L’Humain d’abord : irréalisable ? Non, indispensable
Je voudrais témoigner à mon tour.
Des trois semaines de campagne du Front de Gauche à Hénin-Beaumont, dans la 11ème circonscription du Pas-de Calais, auxquelles j'ai modestement participé, venant avant tout m'initier au porte à porte dans les cités de Libercourt, Dourges ou Hénin-Beaumont, au côté des militants communistes, ou de novices du Parti de Gauche comme moi, ou même de sympathisants venus de Marseille pour accompagner ce grand événement, y participer, pouvoir en témoigner.
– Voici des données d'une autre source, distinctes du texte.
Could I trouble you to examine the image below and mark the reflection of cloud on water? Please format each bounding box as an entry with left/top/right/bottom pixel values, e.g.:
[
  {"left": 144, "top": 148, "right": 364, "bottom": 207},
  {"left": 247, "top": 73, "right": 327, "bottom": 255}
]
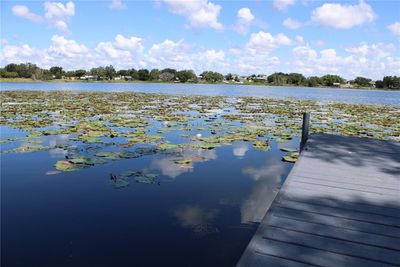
[
  {"left": 173, "top": 205, "right": 219, "bottom": 235},
  {"left": 233, "top": 142, "right": 249, "bottom": 158},
  {"left": 151, "top": 157, "right": 191, "bottom": 178},
  {"left": 182, "top": 146, "right": 217, "bottom": 161},
  {"left": 48, "top": 134, "right": 70, "bottom": 158},
  {"left": 150, "top": 143, "right": 217, "bottom": 179},
  {"left": 240, "top": 158, "right": 285, "bottom": 223}
]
Moi-même je ressors de la 17ème circonscription du Nord, qui est à 20 minutes en voiture d'Hénin-Beaumont. J'ai donc été moi aussi aspirée, emportée dans ce tourbillon, qui m'amène, dès que je le peux, sur ces terres du Bassin Minier qui est mon histoire également. Dans mon petit village natal, qui se trouve dans la 16ème circonscription du Nord, Mélenchon a fait 30% au premier tour. Dans ce village, il y a le Musée de la Mine, que j'ai visité une vingtaine de fois depuis mon enfance : que ce soit quand j'étais élève à l'école de ce village, ou plus tard quand j'y ai moi-même emmené mes élèves, ou quand j'y ai emmené des amis de passage ; j'avoue même, que c'est dans ces "profondeurs" reconstituées de la mine, que je suis allée me réfugier pour trouver un peu de fraîcheur pendant les canicules de 2003 et 2004...
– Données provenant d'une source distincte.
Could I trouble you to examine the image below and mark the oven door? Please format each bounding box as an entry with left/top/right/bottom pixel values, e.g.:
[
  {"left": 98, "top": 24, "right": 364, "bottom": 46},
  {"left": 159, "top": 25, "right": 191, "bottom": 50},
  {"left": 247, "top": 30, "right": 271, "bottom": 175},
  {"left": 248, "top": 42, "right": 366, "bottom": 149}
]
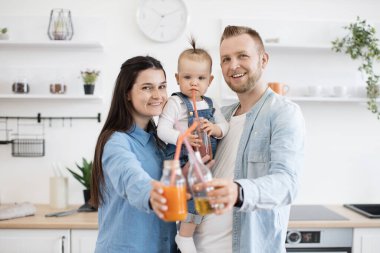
[{"left": 286, "top": 248, "right": 351, "bottom": 253}]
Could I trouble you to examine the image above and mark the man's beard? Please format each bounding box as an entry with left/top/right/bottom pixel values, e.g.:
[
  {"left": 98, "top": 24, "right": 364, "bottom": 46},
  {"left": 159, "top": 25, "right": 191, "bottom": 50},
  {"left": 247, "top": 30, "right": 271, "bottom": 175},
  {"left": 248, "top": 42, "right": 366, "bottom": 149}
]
[{"left": 227, "top": 70, "right": 262, "bottom": 94}]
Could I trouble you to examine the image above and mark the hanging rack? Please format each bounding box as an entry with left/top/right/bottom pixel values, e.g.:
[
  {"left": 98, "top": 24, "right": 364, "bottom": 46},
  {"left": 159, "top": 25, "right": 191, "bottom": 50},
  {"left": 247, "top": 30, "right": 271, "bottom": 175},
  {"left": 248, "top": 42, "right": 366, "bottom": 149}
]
[{"left": 0, "top": 113, "right": 101, "bottom": 123}]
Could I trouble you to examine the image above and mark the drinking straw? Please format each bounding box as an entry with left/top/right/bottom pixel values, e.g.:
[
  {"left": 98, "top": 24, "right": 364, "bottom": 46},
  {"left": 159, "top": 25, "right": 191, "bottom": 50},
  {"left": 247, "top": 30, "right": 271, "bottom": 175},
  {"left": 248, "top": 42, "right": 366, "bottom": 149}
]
[
  {"left": 170, "top": 121, "right": 198, "bottom": 185},
  {"left": 192, "top": 90, "right": 199, "bottom": 119},
  {"left": 174, "top": 120, "right": 204, "bottom": 183}
]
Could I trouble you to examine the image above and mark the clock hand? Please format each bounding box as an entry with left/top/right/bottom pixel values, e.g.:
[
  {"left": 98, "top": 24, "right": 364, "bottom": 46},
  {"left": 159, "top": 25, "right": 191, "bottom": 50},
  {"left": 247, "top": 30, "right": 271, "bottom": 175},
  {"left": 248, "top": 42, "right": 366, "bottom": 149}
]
[
  {"left": 146, "top": 6, "right": 165, "bottom": 18},
  {"left": 151, "top": 18, "right": 163, "bottom": 34},
  {"left": 162, "top": 8, "right": 181, "bottom": 17}
]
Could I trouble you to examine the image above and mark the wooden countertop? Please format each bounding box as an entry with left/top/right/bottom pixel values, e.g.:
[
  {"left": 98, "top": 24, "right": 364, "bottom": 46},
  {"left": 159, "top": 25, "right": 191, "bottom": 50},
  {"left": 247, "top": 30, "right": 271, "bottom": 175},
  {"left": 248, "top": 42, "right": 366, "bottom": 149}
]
[
  {"left": 0, "top": 204, "right": 98, "bottom": 229},
  {"left": 288, "top": 205, "right": 380, "bottom": 228},
  {"left": 0, "top": 204, "right": 379, "bottom": 229}
]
Alors, voir Mélenchon, chaque jour depuis 3 semaines, arpenter, en long, en large et en travers, les rues de ce Bassin Minier ; l'écouter faire revivre cette histoire ouvrière des mineurs ; le regarder, dans les cités, parler, inlassablement, avec ces anciens mineurs, fils de mineurs, femmes, veuves de mineurs, petits-fils de mineurs, mais aussi, du même coup, avec leurs voisins, immigrés de la 1ère, de la 2ème, de la 3ème génération... C'est émouvant. "Au fond de la mine, aime-t-il à répéter dans ses discours de Méricourt, de Courrières ou de Billy-Montigny, au fond de la mine, on est tous noirs ; il n'y a pas de racisme ; et quand on se blesse, le sang est rouge."
Et voilà. Tout se tient. Voilà pourquoi c'est ici et nulle-part ailleurs, dans ce berceau du monde ouvrier et de l'immigration historique, que Mélenchon avait sa place. Cette place, ici, dans le Bassin Minier du Pas de Calais, il la mérite plus que tout autre, lui qui a mis les ouvriers et les immigrés, ensemble, au coeur de chacun de ses discours lors de la campagne présidentielle.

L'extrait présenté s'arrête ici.